Enhanced photocatalytic performance of polymeric carbon nitride through combination of iron loading and hydrogen peroxide treatment

Abstract

Polymeric carbon nitride (p-C3N4) based materials have shown great potential as photocatalysts for degradation of pollutants from wastewater. In this work p-C3N4 was synthesized from urea or ferric chloride/urea by pyrolysis followed by a post-treatment with hydrogen peroxide (H2O2). The prepared materials were characterized by physico-chemical methods in order to study their structural and electronic features. The characterization results revealed that iron was present in p-C3N4 as a Fe3O4 phase. The H2O2 treatment did not only modify the p-C3N4 framework through the generation of oxygen functional groups and defect sites but it also affected the size, distribution, and oxidation state of iron oxide. The photocatalytic activity of the catalysts was tested through the degradation of methyl orange under visible and white light irradiation.

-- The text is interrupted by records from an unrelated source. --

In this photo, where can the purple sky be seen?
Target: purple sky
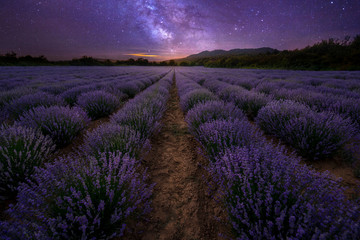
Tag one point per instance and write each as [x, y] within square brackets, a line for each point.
[165, 29]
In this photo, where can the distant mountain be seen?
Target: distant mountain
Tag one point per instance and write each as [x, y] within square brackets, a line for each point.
[232, 52]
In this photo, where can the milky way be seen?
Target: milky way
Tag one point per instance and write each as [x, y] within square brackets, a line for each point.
[164, 29]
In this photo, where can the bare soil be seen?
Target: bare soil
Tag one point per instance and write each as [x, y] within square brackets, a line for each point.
[181, 205]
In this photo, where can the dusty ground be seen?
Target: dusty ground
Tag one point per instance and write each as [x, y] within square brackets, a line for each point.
[182, 209]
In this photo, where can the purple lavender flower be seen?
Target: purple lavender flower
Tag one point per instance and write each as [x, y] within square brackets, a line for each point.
[248, 101]
[76, 198]
[98, 104]
[21, 151]
[218, 136]
[62, 124]
[313, 135]
[273, 117]
[18, 106]
[114, 138]
[211, 110]
[192, 98]
[70, 96]
[270, 195]
[318, 135]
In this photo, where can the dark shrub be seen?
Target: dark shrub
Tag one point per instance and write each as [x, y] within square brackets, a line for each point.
[98, 104]
[62, 124]
[21, 151]
[190, 99]
[114, 138]
[77, 198]
[210, 111]
[27, 102]
[269, 195]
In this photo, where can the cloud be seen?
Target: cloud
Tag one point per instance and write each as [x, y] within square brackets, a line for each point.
[141, 55]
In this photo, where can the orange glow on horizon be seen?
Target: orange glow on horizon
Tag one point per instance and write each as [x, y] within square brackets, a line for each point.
[142, 55]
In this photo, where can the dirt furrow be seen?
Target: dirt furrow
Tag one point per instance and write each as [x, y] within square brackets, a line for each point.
[182, 209]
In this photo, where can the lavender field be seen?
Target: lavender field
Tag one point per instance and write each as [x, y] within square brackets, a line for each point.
[178, 153]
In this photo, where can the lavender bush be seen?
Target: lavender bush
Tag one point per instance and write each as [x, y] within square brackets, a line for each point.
[77, 198]
[318, 135]
[248, 101]
[114, 138]
[313, 135]
[272, 196]
[218, 136]
[98, 104]
[129, 88]
[21, 151]
[62, 124]
[209, 111]
[70, 96]
[143, 113]
[190, 99]
[274, 116]
[18, 106]
[141, 119]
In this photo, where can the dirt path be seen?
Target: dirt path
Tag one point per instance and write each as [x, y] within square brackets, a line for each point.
[181, 206]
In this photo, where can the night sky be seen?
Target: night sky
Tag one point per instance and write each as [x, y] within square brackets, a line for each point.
[165, 29]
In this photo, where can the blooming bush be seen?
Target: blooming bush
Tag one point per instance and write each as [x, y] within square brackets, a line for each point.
[194, 97]
[143, 120]
[143, 113]
[269, 195]
[318, 135]
[274, 116]
[62, 124]
[27, 102]
[114, 138]
[218, 136]
[98, 104]
[248, 101]
[76, 198]
[313, 135]
[211, 110]
[21, 151]
[70, 96]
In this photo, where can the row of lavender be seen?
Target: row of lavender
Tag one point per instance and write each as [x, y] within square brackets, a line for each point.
[313, 133]
[36, 133]
[93, 194]
[83, 92]
[267, 193]
[337, 92]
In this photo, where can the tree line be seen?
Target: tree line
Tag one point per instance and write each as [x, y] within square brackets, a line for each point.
[329, 54]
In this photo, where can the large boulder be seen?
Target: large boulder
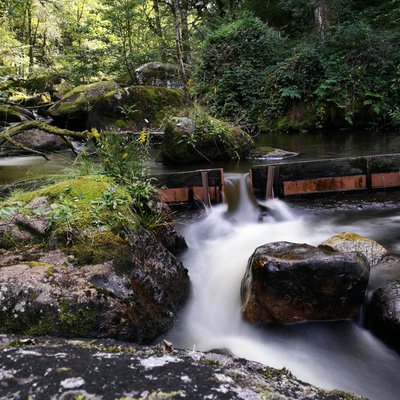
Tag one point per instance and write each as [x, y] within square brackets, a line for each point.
[158, 74]
[107, 106]
[383, 316]
[202, 138]
[348, 241]
[76, 262]
[134, 108]
[38, 140]
[72, 111]
[9, 114]
[289, 282]
[61, 370]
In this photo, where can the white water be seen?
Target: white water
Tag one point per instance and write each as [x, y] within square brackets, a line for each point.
[330, 355]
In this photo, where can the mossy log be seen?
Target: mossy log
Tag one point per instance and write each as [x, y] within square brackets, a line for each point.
[7, 135]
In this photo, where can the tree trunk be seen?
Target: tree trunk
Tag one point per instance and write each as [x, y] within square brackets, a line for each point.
[30, 38]
[186, 51]
[159, 31]
[323, 16]
[178, 46]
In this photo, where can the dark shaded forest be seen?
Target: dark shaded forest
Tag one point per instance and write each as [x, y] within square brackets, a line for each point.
[280, 65]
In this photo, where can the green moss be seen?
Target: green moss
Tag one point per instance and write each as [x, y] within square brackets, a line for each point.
[99, 247]
[89, 217]
[144, 102]
[300, 118]
[44, 326]
[9, 113]
[212, 140]
[85, 198]
[77, 322]
[82, 98]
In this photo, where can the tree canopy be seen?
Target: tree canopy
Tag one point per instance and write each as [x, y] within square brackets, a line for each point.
[257, 63]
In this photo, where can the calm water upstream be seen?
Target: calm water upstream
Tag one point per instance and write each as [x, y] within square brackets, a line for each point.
[331, 354]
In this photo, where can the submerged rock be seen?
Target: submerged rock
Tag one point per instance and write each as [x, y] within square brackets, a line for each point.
[289, 282]
[383, 316]
[349, 242]
[203, 139]
[61, 370]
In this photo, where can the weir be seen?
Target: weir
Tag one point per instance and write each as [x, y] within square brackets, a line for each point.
[284, 180]
[330, 354]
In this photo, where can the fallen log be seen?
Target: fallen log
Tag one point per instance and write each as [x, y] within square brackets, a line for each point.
[7, 135]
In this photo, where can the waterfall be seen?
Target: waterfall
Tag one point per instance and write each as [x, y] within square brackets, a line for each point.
[328, 354]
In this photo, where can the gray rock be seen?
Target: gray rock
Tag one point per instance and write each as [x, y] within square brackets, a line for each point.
[289, 282]
[383, 316]
[41, 141]
[50, 296]
[60, 369]
[349, 242]
[158, 74]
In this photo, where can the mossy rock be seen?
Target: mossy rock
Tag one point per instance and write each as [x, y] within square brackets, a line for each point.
[159, 74]
[88, 217]
[106, 106]
[10, 113]
[42, 83]
[93, 270]
[203, 138]
[73, 109]
[134, 107]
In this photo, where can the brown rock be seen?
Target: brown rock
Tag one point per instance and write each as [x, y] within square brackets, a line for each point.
[289, 282]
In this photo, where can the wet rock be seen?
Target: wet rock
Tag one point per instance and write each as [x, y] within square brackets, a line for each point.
[270, 153]
[38, 140]
[171, 239]
[71, 112]
[20, 228]
[50, 296]
[70, 277]
[107, 106]
[387, 271]
[60, 369]
[158, 74]
[383, 316]
[202, 138]
[289, 282]
[349, 242]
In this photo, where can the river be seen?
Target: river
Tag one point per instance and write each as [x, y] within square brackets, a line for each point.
[330, 354]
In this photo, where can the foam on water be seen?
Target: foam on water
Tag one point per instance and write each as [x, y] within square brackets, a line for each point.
[331, 354]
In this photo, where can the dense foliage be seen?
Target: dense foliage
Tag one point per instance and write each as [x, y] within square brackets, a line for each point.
[269, 65]
[347, 77]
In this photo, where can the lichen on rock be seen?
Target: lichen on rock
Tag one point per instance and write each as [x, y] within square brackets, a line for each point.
[78, 263]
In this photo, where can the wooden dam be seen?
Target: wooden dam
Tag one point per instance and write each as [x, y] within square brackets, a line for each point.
[285, 180]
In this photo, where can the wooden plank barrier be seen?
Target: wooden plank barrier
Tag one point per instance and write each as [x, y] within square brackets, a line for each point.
[191, 186]
[324, 176]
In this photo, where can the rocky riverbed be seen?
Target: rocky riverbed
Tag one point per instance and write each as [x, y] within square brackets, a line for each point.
[79, 369]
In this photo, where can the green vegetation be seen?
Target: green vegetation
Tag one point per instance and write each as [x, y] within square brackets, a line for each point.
[199, 137]
[347, 77]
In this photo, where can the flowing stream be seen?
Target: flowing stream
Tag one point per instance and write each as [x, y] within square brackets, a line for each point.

In comparison, the iron oxide containing p-C3N4 post-treated with H2O2 sample shows superior photocatalytic performance towards methyl orange degradation. This might be attributed to the valence and conduction band levels of the composite material, an inhibited recombination of photogenerated charge carriers as well as a synergistic effect of iron species and the oxygen containing functional groups or defects present in p-C3N4.